Like any other graduate level class, my software engineering class requires a class project to be completed by the end of the semester. Having no idea what to do yet, I was scrambling around as a headless chicken looking for a project. Fortunately, my class had a meeting one day to pitch ideas and form groups. Listening to all the others got my head thinking and I was able to pitch an idea of making a food application. Amy, William, and Bryant listened to my idea and we all liked it. From here, we were able to easily form a group.
While we had a core idea of making a food application that involves a social networking and recipes, we talked with our professor to see if we could improve it. Our professor had an ingenious idea of involving not just consumers of food, but also the producers (farmers) that can provide groceries for consumers to buy. A great example our professor provided was eating kale. Say a person wanted the best Kale dish and looks up a recipe from a friend’s cookbook. From the cookbook, the web application is then able to tell the user what and where to buy ingredients for the best Kale dish. The application will then notify the user with nearby local markets where he/she can buy the ingredients. By taking this idea even further, our application can also schedule meals for a week and let the user know what he/she can make or buy from the market.
Motivated with our project idea, we decided to immediately meet together the next day to begin our project mockup. We had to decide what information we wanted to include, what pages to create, how information relates to each other, and overall application structure. We spent around an hour and a half to determine what we wanted the web application to feel like. By the end of the discussion, the whiteboard in the graduate lounge became mess of all our diagrams and idea maps. We were also able to come up with the great name of “Kale with Friends.”
Splitting the work became pretty obvious in our project because we had two core components in the application: the social aspect and food/recipe database aspect. We were able to quickly assign work to the four of us to make the mockup of the project.
All of our group’s code is hosted on GitHub and we decided to make the mockup using Play to improve our Play skills. While creating the pages in Play was not hard, the only minor issue I noticed was that some of my group’s code was not conforming to the class coding standards and tests failed. Luckily, IntelliJ’s features made editing the code and fixing the tests extremely easy. Besides this minor issue, I have no problems working with my group in actual coding work.

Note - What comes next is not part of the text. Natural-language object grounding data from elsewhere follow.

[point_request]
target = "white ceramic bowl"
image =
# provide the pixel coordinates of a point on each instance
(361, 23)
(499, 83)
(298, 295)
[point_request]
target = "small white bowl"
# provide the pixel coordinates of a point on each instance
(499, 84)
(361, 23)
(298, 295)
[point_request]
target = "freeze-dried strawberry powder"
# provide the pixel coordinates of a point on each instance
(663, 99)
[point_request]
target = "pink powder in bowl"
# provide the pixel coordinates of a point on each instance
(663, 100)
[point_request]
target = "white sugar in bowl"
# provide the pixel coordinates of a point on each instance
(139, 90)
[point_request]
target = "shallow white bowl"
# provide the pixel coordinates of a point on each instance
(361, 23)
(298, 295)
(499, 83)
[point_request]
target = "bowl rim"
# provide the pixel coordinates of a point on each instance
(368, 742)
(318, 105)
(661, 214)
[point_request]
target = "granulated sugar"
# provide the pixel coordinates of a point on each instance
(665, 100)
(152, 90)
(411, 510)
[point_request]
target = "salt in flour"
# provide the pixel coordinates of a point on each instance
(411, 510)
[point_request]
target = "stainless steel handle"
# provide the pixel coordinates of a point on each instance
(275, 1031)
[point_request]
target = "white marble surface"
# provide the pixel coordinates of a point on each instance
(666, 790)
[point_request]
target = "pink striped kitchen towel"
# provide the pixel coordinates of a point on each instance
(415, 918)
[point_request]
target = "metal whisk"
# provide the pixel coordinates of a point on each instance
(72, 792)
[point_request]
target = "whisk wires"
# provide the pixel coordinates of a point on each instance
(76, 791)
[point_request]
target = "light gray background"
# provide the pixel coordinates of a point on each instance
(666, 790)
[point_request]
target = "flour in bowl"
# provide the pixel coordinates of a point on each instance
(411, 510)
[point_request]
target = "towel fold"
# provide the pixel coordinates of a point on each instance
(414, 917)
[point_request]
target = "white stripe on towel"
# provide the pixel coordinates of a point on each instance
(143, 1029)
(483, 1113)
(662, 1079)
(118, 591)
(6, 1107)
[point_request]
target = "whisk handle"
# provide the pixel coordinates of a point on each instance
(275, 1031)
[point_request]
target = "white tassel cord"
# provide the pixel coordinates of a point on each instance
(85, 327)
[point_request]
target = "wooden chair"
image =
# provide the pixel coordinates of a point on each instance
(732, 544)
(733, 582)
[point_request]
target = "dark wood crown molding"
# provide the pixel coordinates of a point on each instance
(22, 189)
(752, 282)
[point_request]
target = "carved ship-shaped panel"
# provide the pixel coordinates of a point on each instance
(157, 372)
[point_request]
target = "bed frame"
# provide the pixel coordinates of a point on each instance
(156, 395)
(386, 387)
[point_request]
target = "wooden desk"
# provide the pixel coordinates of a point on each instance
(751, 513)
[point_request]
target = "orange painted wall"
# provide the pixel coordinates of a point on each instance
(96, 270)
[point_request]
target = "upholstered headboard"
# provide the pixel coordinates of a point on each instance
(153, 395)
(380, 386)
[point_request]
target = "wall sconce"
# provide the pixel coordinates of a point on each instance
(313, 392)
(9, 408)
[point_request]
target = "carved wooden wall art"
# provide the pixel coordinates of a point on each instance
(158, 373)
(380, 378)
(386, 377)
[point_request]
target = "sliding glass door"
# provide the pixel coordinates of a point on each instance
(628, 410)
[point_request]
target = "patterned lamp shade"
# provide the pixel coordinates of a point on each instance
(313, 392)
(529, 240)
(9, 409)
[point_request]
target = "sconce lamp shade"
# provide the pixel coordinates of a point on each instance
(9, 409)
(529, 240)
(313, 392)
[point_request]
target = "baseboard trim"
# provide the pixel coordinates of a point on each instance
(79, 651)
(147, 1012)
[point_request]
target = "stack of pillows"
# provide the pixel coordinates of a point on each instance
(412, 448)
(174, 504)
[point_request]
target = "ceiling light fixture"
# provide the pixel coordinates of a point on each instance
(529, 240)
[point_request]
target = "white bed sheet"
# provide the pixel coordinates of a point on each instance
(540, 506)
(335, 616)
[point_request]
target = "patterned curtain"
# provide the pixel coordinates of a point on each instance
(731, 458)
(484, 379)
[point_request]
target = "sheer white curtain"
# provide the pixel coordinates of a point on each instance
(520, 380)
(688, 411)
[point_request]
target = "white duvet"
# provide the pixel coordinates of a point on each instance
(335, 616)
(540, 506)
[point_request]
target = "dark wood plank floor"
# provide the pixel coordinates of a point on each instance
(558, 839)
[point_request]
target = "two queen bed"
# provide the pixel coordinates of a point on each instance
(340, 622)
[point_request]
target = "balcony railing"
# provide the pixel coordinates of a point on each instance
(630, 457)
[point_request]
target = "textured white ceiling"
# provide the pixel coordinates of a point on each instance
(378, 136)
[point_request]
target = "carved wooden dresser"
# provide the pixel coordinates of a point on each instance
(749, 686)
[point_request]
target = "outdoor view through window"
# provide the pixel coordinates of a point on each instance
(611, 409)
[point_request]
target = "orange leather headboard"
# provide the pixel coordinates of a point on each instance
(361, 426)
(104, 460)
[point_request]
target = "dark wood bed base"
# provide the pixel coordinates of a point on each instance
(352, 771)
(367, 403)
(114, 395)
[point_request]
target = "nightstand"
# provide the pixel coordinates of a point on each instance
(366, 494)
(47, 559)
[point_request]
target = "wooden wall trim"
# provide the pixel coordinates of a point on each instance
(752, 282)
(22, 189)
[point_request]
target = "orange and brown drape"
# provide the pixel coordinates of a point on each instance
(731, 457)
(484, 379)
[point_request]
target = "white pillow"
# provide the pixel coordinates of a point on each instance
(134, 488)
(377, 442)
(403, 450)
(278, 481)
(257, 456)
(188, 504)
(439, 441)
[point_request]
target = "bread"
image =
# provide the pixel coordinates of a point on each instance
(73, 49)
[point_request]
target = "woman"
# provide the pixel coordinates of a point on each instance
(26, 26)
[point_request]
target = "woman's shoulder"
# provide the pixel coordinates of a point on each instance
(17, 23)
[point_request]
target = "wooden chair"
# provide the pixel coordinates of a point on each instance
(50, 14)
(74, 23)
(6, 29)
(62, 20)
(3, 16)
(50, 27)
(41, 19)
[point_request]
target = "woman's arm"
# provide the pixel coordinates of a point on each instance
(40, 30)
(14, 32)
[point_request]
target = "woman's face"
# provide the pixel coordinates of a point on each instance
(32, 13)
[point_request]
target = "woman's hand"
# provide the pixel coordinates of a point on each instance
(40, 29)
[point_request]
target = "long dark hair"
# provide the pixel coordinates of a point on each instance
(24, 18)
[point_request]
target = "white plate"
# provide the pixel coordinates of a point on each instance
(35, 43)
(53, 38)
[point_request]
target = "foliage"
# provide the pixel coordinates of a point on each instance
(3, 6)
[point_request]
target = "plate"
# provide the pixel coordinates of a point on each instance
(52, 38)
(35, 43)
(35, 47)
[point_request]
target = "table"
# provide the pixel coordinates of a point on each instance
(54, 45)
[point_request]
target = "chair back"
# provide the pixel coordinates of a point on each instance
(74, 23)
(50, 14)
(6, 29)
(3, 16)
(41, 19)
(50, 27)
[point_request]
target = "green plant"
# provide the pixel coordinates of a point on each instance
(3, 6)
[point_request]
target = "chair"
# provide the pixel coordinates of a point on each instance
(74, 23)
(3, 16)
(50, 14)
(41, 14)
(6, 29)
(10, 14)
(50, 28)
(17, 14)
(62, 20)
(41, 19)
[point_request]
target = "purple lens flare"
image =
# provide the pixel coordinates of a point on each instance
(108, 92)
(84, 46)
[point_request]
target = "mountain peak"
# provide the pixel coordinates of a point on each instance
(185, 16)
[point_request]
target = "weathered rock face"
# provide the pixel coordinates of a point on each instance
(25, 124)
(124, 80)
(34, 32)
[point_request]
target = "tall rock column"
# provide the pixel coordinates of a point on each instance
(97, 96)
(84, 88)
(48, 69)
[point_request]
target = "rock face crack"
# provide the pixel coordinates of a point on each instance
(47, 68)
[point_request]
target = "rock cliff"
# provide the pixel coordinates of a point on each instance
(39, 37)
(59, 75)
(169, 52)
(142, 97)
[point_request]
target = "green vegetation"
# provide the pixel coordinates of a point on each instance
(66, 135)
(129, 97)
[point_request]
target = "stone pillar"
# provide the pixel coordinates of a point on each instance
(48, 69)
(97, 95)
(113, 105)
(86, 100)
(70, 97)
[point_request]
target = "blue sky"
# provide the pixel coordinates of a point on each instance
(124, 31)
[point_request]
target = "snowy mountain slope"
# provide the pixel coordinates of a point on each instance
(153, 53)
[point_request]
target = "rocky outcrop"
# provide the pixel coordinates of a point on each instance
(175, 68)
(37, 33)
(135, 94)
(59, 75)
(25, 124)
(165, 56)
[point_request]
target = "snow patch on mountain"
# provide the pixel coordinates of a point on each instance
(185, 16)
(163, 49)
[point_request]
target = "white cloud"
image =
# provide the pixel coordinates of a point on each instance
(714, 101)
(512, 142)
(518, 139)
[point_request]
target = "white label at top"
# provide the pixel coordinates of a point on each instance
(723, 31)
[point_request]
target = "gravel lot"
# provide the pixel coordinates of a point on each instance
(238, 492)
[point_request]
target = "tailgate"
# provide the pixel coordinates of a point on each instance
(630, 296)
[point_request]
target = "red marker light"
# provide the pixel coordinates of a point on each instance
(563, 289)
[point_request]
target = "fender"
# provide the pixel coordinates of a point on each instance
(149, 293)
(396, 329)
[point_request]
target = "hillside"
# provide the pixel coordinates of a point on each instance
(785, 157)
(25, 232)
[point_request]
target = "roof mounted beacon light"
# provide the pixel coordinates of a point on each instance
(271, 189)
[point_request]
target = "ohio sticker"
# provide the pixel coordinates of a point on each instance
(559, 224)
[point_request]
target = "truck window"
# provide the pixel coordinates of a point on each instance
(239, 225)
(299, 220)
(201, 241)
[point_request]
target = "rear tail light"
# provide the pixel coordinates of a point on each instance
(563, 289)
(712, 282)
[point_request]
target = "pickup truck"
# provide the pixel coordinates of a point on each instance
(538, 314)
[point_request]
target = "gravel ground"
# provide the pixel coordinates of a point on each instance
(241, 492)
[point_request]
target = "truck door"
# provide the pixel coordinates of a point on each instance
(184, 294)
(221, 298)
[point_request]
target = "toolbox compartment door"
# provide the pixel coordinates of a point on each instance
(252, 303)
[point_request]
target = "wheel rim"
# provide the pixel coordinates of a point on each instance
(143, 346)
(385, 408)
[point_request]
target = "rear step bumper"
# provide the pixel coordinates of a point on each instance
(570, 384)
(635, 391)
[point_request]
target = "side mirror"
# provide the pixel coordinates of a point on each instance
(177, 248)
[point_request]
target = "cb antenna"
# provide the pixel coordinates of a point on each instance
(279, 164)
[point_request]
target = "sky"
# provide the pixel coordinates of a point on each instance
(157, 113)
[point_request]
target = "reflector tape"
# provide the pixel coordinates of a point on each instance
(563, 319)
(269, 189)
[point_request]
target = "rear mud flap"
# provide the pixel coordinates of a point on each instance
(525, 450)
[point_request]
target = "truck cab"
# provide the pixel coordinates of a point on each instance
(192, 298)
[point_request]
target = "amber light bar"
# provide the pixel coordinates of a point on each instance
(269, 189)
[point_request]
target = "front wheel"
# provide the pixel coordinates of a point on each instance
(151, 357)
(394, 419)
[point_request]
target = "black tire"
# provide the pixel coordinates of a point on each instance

Future Work and Conclusion
I personally think my group is off to a good start with our project because we have a clear idea and what we want to accomplish with our project. We could probably improve a little bit more in a workflow by having our code comply with the coding standards. Another way I think we can improve our workflow is to be able to talk to each other using a live messenger client instead of E-mail. I personally like using messaging clients more than E-mail when communicating because it is mostly synchronous. However, we do meet in person so perhaps a messaging client isn’t required.
Overall, our personalities also mesh pretty well with each other and we are able to kick off ideas back and forth between each other. Honestly, we were all laughing when we came up with “Kale with Friends” as our project title so I believe I’ll have a great time with this project.